Batch ETL of Multiple Data Files Using an SSIS Foreach Loop Container

  • imz (6/13/2013)


    RonKyle (6/13/2013)


    You can actually simplify it even more if you like, by using a File System Task, instead of a Script Task to move your processed files once done. That way you don't even need to write any code!

    Having just spent the past several days developing imports for multiple csv and xls files, I would recommend that a script task would be best to do the move. The move file task seems to be buggy, at least with variables, and the suggested work around of using a copy followed by a delete affects file properties such as creation date.

    I have used the File task with variable and never encountered a problem so I'm curious to know what issues have you had and in what scenario(s). Do you have some examples you could share?

    Thanks in advance

    File system task with a variable works just fine for me, not buggy at all.

  • Wonderful.

    Share a website with you ,

    ( http://www.femalemalls.com/ )

    Believe you will love it.

    We accept any form of payment.

    http://www.femalemalls.com/Michael-Kors-Handbags-n2447/

  • Would you be able to send a snapshot of the appropriate tabs on your file task system. I would be very interested to see it.

    Thanks,

  • Here are some screenshots of how I use the File Task.

    First I have ForEach loop that will scan a folder looking for files matching a prefix. Here I'm using variables for folder path, file mask (ForEach1.jpg) and to capture the names of each file found in another variable (ForaEach2.jpg). Inside the ForEach loop I have the File Task that will move a file using the "Move File" operation (FileTask1.jpg). You could also use the "Rename File" to move a file if you need to rename the file as you move it (e.g. add a time stamp to the file name).

  • I'm really puzzled by this as that's exactly how I had it set up. The first two steps are still that way since w/o that the code wouldn't work as well. It's very odd that the same variables that don't execute using the File Task work fine as code.

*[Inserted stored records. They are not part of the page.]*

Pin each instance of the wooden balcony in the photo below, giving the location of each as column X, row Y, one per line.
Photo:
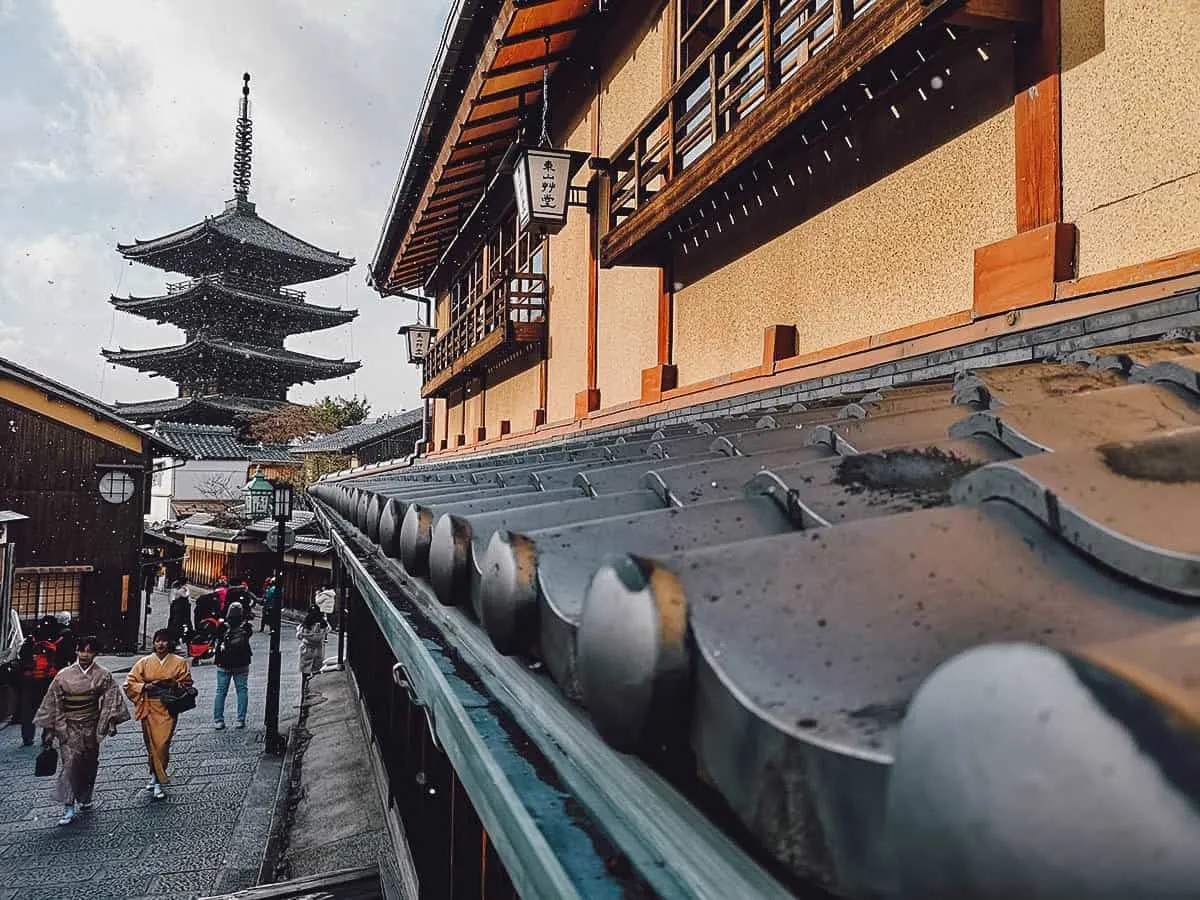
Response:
column 509, row 315
column 768, row 69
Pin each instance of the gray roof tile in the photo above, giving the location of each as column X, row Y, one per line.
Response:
column 780, row 594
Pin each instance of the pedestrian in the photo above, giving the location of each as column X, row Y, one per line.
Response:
column 233, row 655
column 270, row 600
column 221, row 589
column 179, row 621
column 327, row 599
column 150, row 676
column 312, row 634
column 82, row 707
column 40, row 658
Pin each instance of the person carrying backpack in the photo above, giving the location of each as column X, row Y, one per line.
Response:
column 233, row 655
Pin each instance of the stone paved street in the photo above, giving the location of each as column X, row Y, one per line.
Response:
column 207, row 837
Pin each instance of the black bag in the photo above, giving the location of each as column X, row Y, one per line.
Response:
column 178, row 700
column 47, row 762
column 233, row 649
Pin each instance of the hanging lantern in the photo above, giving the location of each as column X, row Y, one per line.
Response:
column 541, row 175
column 420, row 340
column 257, row 495
column 541, row 179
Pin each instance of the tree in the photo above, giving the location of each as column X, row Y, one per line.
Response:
column 285, row 423
column 337, row 413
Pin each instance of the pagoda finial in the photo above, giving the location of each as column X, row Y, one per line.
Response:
column 244, row 136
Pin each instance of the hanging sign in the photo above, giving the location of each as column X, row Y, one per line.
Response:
column 541, row 180
column 420, row 339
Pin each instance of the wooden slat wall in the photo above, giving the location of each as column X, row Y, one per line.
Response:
column 48, row 473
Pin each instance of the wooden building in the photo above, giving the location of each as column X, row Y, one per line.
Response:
column 876, row 179
column 81, row 475
column 235, row 309
column 216, row 547
column 805, row 233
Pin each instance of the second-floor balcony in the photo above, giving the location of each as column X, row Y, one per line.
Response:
column 508, row 315
column 775, row 70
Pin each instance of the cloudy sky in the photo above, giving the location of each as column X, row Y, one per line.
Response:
column 117, row 123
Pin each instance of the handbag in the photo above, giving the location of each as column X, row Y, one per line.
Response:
column 179, row 700
column 47, row 762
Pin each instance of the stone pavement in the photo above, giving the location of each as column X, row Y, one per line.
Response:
column 209, row 834
column 334, row 819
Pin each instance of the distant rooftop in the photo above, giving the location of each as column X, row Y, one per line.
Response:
column 360, row 435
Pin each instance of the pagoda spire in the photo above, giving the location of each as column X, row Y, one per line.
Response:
column 243, row 143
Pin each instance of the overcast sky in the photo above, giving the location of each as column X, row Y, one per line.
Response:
column 117, row 123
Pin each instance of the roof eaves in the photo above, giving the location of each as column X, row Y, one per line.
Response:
column 431, row 125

The file is getting renamed, so maybe I will try it again using the rename even though the move function works in code. I'll post the results one way or the other.

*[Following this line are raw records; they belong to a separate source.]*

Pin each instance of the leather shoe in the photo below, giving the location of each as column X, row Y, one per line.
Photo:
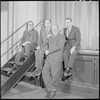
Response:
column 67, row 74
column 11, row 62
column 52, row 94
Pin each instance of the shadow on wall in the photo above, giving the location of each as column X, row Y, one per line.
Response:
column 4, row 6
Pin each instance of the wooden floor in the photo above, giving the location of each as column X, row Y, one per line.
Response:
column 32, row 92
column 24, row 90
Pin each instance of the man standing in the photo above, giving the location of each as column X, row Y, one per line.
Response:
column 72, row 46
column 28, row 43
column 53, row 64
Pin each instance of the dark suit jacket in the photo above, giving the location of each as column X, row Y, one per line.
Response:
column 74, row 37
column 32, row 37
column 43, row 37
column 56, row 46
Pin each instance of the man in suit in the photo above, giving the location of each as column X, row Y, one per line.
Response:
column 45, row 34
column 53, row 64
column 28, row 43
column 72, row 46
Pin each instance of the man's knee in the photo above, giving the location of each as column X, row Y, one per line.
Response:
column 44, row 72
column 20, row 50
column 37, row 52
column 65, row 53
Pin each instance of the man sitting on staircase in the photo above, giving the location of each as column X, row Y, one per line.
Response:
column 28, row 43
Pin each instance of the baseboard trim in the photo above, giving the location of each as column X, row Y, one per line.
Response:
column 79, row 89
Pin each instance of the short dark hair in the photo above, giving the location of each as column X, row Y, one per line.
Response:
column 45, row 20
column 69, row 19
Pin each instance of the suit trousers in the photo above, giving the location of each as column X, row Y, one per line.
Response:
column 21, row 51
column 51, row 74
column 69, row 58
column 39, row 57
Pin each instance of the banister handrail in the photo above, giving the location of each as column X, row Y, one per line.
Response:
column 20, row 39
column 15, row 31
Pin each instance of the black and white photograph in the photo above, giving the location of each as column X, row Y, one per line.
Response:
column 50, row 49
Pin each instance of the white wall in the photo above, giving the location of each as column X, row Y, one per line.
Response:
column 17, row 13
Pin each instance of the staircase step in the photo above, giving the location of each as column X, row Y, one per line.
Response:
column 8, row 69
column 25, row 84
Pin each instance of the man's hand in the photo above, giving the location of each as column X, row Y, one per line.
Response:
column 72, row 50
column 26, row 43
column 47, row 52
column 38, row 47
column 49, row 35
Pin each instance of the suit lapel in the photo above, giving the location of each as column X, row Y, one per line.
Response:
column 71, row 32
column 54, row 38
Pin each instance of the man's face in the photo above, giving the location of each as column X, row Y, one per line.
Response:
column 55, row 29
column 30, row 27
column 68, row 23
column 47, row 23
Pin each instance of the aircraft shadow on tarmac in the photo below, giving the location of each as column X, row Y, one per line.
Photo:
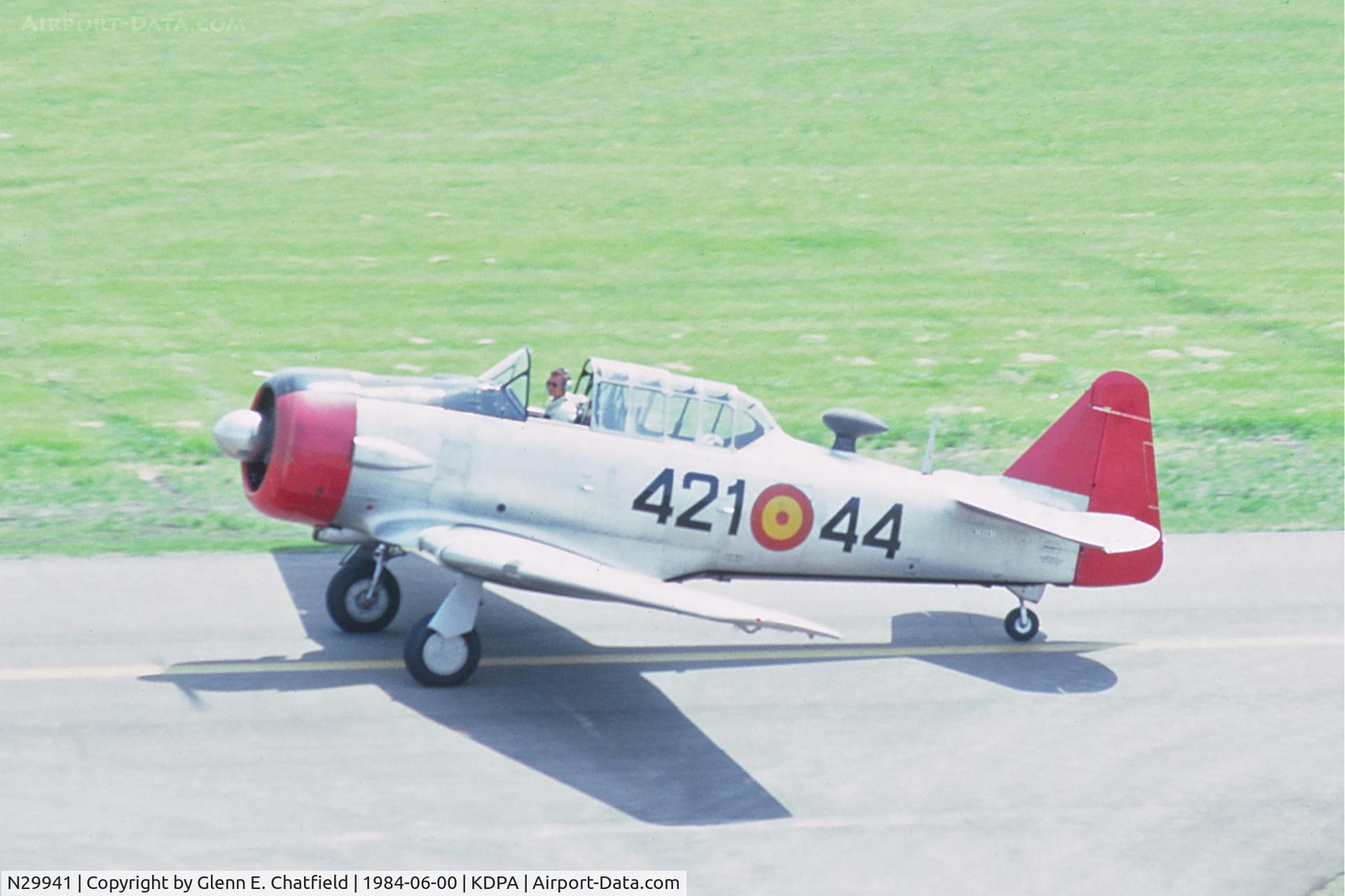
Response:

  • The "Move File" operation will not allow you to change the name so the destination can only contain a path to the file folder without the file name. If you want to move it and give it a different name at the same time then you need to use the "Rename File" operation. It was confusing to me at first and I still don't understand why they chose to give this functionality to the "Rename File" operation instead of giving it to the "Move File" one or even create another called something like "Move and Rename File".

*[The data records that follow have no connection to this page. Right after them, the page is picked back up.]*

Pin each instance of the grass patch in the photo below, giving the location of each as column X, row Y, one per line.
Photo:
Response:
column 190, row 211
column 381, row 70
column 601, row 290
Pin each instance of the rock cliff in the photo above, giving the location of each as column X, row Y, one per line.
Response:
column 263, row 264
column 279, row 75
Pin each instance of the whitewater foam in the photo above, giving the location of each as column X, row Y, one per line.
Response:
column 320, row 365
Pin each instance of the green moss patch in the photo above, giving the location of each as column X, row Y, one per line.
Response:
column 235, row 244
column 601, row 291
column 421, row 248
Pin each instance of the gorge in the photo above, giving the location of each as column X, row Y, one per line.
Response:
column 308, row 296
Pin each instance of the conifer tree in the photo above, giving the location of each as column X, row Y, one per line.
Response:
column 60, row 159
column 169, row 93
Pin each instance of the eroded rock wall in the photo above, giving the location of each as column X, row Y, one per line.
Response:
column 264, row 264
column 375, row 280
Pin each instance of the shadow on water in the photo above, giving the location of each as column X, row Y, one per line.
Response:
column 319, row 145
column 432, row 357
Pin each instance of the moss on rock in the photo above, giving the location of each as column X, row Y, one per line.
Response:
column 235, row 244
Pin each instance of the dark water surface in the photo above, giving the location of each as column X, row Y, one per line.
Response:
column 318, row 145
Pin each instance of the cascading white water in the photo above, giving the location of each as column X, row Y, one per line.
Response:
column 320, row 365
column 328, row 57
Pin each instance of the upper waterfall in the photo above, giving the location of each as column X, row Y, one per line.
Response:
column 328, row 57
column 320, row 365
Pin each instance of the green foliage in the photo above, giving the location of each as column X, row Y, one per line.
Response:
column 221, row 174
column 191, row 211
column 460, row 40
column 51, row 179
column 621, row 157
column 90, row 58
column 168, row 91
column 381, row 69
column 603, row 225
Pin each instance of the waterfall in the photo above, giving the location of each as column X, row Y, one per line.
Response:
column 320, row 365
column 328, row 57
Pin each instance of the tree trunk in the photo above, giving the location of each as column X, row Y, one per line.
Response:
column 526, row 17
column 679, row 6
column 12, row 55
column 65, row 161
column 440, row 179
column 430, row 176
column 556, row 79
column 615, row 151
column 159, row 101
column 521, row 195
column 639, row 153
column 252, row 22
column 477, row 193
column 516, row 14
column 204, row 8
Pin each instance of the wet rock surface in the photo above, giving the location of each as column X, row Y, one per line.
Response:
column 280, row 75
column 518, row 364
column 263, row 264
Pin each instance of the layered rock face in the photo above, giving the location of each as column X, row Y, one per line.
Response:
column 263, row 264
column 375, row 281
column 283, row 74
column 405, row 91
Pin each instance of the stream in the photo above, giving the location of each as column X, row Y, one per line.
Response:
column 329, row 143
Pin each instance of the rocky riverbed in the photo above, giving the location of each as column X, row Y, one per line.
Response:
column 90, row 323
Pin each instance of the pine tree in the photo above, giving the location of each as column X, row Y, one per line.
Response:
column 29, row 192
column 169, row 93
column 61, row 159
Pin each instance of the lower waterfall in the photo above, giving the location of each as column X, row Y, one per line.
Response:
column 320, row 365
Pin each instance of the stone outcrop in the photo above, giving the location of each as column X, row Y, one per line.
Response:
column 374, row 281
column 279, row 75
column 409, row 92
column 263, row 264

  • Doing it as a rename worked. I'm all for using code, but if a non-code solution will do, I'll use that instead. Thanks,

  • I've used both Script Tasks and File System Components to perform file manipulation but try to use native SSIS components to perform an operation when available meaning I tend towards the File System Task unless there's specific reason not to.

    Because the Script tasks are basically just wrappers for C#/VB .net code you could effectively write a whole application to perform any operation all the way down to a full GUI if desired, but that's not really what it was intended for. The script task is very powerful but it obfuscates the tasks that it performs by removing the logic from SSIS and placing it in a different environment. It's more a personal preference than anything but I just like being able to follow the logic in a package without having to open up a script task, open the script in a separate Visual Studio code window, look at which DLLs were loaded to perform specialized operations, try to figure out which variables are passed back and forth etc.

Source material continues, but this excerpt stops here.